It’s probably safe to assume that there are many self-identified “liberals” who enjoy watching Downton Abbey, drawn in by its air of prestige, its aura of highbrow escapism, and the fact that it’s broadcast on PBS, thus stealing money directly from American taxpayers. But do those liberals realize that they’re secretly being indoctrinated to love rich people, eventually leading to the total crumbling of their ideology?
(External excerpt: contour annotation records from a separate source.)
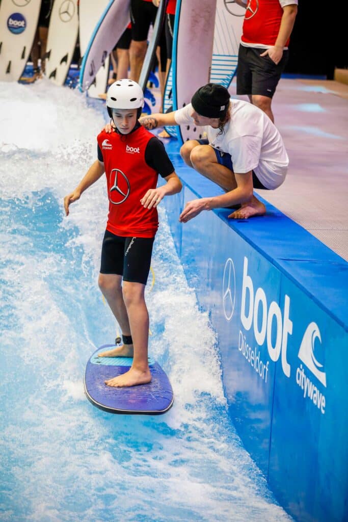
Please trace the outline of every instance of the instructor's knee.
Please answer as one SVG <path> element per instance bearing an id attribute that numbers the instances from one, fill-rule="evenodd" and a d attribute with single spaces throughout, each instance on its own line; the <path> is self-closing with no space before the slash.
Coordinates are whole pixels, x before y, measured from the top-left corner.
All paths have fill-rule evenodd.
<path id="1" fill-rule="evenodd" d="M 200 145 L 193 149 L 191 151 L 190 160 L 195 168 L 206 163 L 209 161 L 207 146 Z"/>
<path id="2" fill-rule="evenodd" d="M 186 165 L 189 165 L 191 166 L 191 162 L 190 161 L 190 156 L 191 155 L 191 152 L 193 149 L 197 147 L 197 143 L 193 140 L 189 140 L 188 141 L 186 141 L 182 146 L 180 149 L 180 155 L 183 158 Z"/>

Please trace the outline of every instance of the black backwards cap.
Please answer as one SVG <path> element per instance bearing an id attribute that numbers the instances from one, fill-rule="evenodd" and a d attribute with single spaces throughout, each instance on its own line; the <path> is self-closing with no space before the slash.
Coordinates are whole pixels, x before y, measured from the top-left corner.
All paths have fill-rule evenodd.
<path id="1" fill-rule="evenodd" d="M 223 118 L 230 104 L 230 93 L 218 84 L 207 84 L 192 97 L 192 106 L 197 114 L 207 118 Z"/>

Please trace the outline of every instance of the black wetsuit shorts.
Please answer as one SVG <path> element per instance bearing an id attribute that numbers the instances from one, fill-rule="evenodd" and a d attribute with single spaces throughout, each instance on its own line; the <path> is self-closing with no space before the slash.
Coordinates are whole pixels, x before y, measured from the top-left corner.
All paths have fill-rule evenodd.
<path id="1" fill-rule="evenodd" d="M 289 58 L 289 50 L 275 64 L 268 55 L 260 56 L 266 49 L 241 44 L 237 68 L 237 94 L 272 98 Z"/>
<path id="2" fill-rule="evenodd" d="M 124 281 L 146 284 L 154 238 L 124 238 L 105 230 L 100 273 L 122 276 Z"/>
Gleeful in their discovery of this subterfuge and in finding something to talk about besides the Inauguration, Fox & Friends stupidly exposed the show’s hidden agenda this morning, letting economist Stuart Varney—whose pleasant British tones helped soften the blow against liberal dogma, much as they do on Downton Abbey—spill the beans on how the series “poses a threat to the left,” then very nicely asked some poor people to tidy up those beans, because that’s what nice rich people do.
“Rich people, powerful people, in America today, are reviled, aren’t they?... We just hate ‘em! Rich people are evil!” Varney said, using his extensive background as an economist and adult man to make his very professional assessment of the economic climate. But then a show like Downton Abbey comes along, with its classy, good-looking, job-creating rich people who occasionally express a vague semblance of human sympathy to the employees who tend to their every need and outfit change, allow their servants time to die of cancer rather than casting them into the ditch, and only disown their daughters for falling in love with the chauffeur for like a year or so. And then, before they know it, the Democrats have lost the next election to write-in votes for Maggie Smith and cummerbunds. It all makes sense, if you look at it as an economist.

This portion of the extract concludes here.